Israeli-American jailed in Russia on drug charges seeks second appeal

Naama Issachar’s mother concerned her daughter will be moved to isolated prison where conditions are harsher, says she is refusing to give up on legal route to her release

Israeli-American Naama Issachar, jailed for drug smuggling, attends her appeal hearing at the Moscow Regional Court on December 19, 2019. (Kirill Kudryavtsev/AFP)
Israeli-American Naama Issachar, jailed for drug smuggling, attends her appeal hearing at the Moscow Regional Court on December 19, 2019. (Kirill Kudryavtsev/AFP)

An Israeli-American jailed in Russia on drug charges will file another appeal, her mother said on Tuesday.

Naama Issachar, who has been held by Russia since some 10 grams of marijuana were found in her luggage during a layover in Moscow in April, lost an appeal last week against her 7.5 year prison sentence.

“I won’t give up, even if we don’t believe in the [Russian] legal system. If I don’t appeal it, it’s as if I’m admitting guilt,” Yaffa Issachar quoted her daughter as having said, during an interview with Channel 12 news.

In a Facebook post describing her Tuesday visit to the Moscow prison where Naama is being held, Yaffa said that her daughter wants to appeal to the cassation court — “one court higher than the last — because she refuses to believe that this is her fate, and rightfully so.”

Yaffa also wrote that “ten days after [last week’s] sentencing she can become a valid prisoner in a long term prison and it can be anywhere in Russia.”

Channel 12 speculated that Naama could find herself moved to an isolated prison where conditions are far worse.

Besides seeking an appeal with a higher-level court, Issachar’s family is also considering turning to the European Court of Human Rights in Strasbourg, according to the network, which could direct more international attention to the case.

During last Thursday’s hearing at a Russian district court, Naama told the judges that she not only “had no intention” of bringing drugs into Russia, but stressed that she “had not even passed the customs control” when she was stopped.

Issachar told the appeal hearing that she did not know what was written in the confession she had signed because it was in Russian and there was no translator present.

Illustrative: Supporters call for the release of Naama Issachar, an Israeli-American woman imprisoned in Russia for drug offenses, at a rally at Habima Square in Tel Aviv on October 19, 2019. (Tomer Neuberg/Flash90)

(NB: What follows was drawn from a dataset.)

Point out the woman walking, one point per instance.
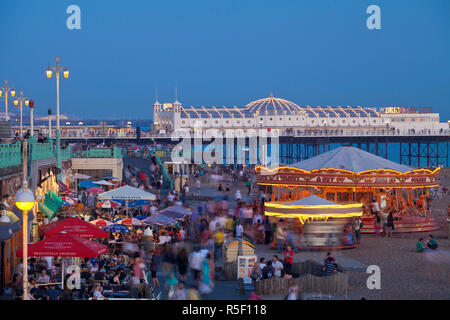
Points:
(390, 224)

The judges discussed the decision for roughly 20 minutes and ruled against the appeal in a one-sentence statement.

Prime Minister Benjamin Netanyahu ahead of the hearing told supporters at a rally that he would bring Issachar back, but on Wednesday, his spokesperson tried to tamp down the expectations, saying it would take time.

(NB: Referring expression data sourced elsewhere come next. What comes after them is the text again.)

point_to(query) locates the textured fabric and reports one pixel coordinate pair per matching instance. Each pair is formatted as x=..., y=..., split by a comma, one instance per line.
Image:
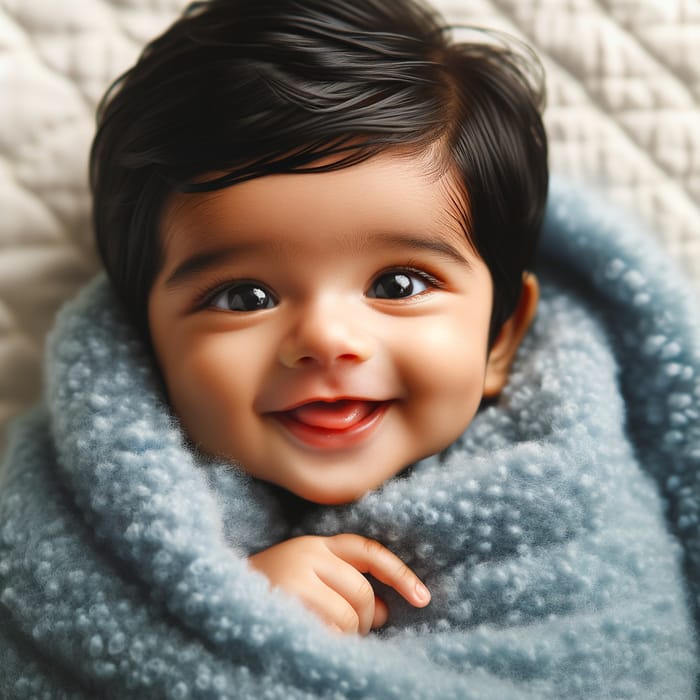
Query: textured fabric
x=558, y=535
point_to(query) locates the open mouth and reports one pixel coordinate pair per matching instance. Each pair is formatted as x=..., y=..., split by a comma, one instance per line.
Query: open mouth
x=332, y=424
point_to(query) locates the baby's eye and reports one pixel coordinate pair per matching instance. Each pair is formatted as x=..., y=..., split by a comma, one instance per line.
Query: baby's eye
x=399, y=284
x=244, y=296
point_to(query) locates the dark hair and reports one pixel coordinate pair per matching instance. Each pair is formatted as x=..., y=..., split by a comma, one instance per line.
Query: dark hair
x=253, y=87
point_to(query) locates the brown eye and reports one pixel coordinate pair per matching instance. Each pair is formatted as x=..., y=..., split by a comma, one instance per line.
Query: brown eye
x=246, y=296
x=398, y=284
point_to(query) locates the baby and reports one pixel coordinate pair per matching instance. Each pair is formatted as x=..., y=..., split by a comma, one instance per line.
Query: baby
x=295, y=406
x=321, y=216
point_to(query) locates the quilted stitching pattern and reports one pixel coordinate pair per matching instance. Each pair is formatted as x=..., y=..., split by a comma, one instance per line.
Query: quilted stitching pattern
x=623, y=115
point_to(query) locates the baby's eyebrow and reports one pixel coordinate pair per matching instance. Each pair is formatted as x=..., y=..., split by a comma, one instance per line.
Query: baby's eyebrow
x=199, y=262
x=431, y=244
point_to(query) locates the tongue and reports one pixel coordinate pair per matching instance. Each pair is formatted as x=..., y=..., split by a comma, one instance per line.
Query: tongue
x=337, y=415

Israeli officials have reportedly speculated that Issachar’s release will come from diplomatic efforts rather than in the courtroom, and will require a pardon that can only be granted by Russian President Valdimir Putin.

Earlier this month, Netanyahu discussed Issachar’s case with Putin when the two spoke about security issues in the Middle East. Putin is slated to visit Israel in January for events marking International Holocaust Remembrance Day in Jerusalem.

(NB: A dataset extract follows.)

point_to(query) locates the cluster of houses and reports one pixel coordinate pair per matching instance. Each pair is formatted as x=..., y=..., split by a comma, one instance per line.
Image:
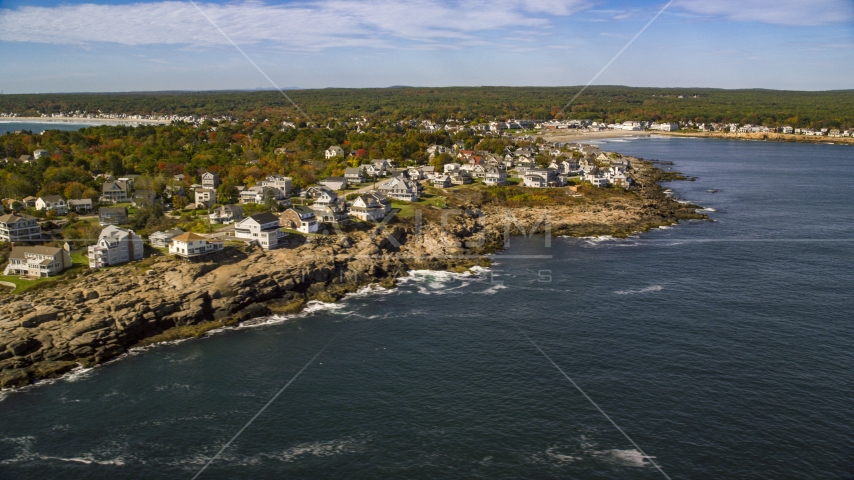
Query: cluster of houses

Issachar was sentenced in October for drug smuggling after authorities in April found nine grams of marijuana in her luggage before she boarded a connecting flight on her way from India to Israel. She had not planned to enter Russia during the layover.

The amount generally gets a slap on the wrist in Russia, and Israelis have alleged that the long sentence was politically motivated.

US Israeli backpacker Naama Issachar’s mother Yaffa Issachar, left, and sister Liad Goldberg wait for Issachar’s appeal hearing in a courtroom in Moscow, Russia, December 19, 2019. (Alexander Zemlianichenko Jr./AP)

Russia had tried exchanging Issachar for Russian hacker Aleksey Burkov, but its advances were turned down by Israeli officials, who said they feared setting a precedent. Israel then extradited Burkov as scheduled to the United States, where he was wanted on embezzlement charges for a credit card scheme that allegedly stole millions of dollars from American consumers.

On Thursday, a Russian delegation arrived in Israel to discuss travel arrangements between the two countries. The Foreign Ministry confirmed the arrival of the delegation for an annual meeting and said that the sides would be discussing “consular matters.”

The visit came on the backdrop of Russia’s twice detaining of dozens of Israeli tourists and business people at a Moscow airport for hours, in what was reportedly a message to Jerusalem over Israel’s barring of thousands of Russian citizens at Ben Gurion Airport. The sides were said to have solved the matter, but Hebrew media reported that another group of Israeli tourists were briefly held up in Moscow on Tuesday.